And to provide that, others will be forced to work. So no matter what we end
up with some people being "forced to work", which I don't agree is even a
thing. Even if you could just live off the land you'd be "forced" to work a
hell of a lot harder to survive than you would getting any minimum wage job.
You are perhaps underestimating how bad life sucked before modern society took
root.

------
cryoshon
" In 1900, the wealthiest 10 percent pocketed 41 percent of the nation’s
income—a number that would only be surpassed in 2010, when the top 10 percent
took home 48 percent of the national income. "

Ah, so we are now officially more unequal than during the gilded age. A
travesty of the highest order. Remember when people were protesting this in
the streets and were hung out to dry by the media and their fellow citizens?
Remember when those protesters were smashed by the cops for having the gall to
ask for a better deal? That happened in the US, not China or Russia.

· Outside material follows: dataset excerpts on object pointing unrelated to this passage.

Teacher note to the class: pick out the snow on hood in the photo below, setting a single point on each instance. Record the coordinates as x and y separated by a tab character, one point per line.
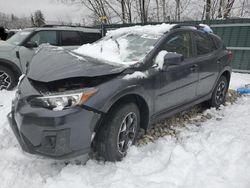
125	45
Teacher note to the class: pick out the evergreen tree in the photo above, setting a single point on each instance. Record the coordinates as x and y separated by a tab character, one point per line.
38	18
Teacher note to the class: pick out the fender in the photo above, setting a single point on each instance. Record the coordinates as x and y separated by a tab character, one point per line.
131	90
12	66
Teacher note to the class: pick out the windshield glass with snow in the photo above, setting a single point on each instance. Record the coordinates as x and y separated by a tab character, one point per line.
126	48
19	37
126	45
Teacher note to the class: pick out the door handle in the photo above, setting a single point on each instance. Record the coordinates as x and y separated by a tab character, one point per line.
194	68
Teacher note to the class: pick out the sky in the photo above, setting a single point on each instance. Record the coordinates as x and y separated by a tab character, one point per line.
52	9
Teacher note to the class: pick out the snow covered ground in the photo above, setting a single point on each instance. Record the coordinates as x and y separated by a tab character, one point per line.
214	155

"The authors are only the slightest bit sympathetic to Obama. They concede
that he operated under conditions not of his own making. But he “was not a
transformational president.” He caved to Wall Street in bailing out the banks
without demanding any meaningful reform; the Affordable Care Act may have
insured millions, but countless others have been forced to pay more because
its biggest beneficiaries were insurance and drug companies. And his foreign
policy effectively continued to do by stealth what George W. Bush barely kept
secret at all: drone strikes, secret wiretaps. Other fundamental problems that
began at the start of the 20th century have re-emerged under Obama: racial
segregation abetted by a criminal justice system that is the New Jim Crow;
anti-immigration nativism, which has hardly been helped by an immigration
policy whose only achievement is a record number of deportations. Meanwhile,
as of 2012, a woman still made 81 cents for every dollar a man earned."

My sentiments as well.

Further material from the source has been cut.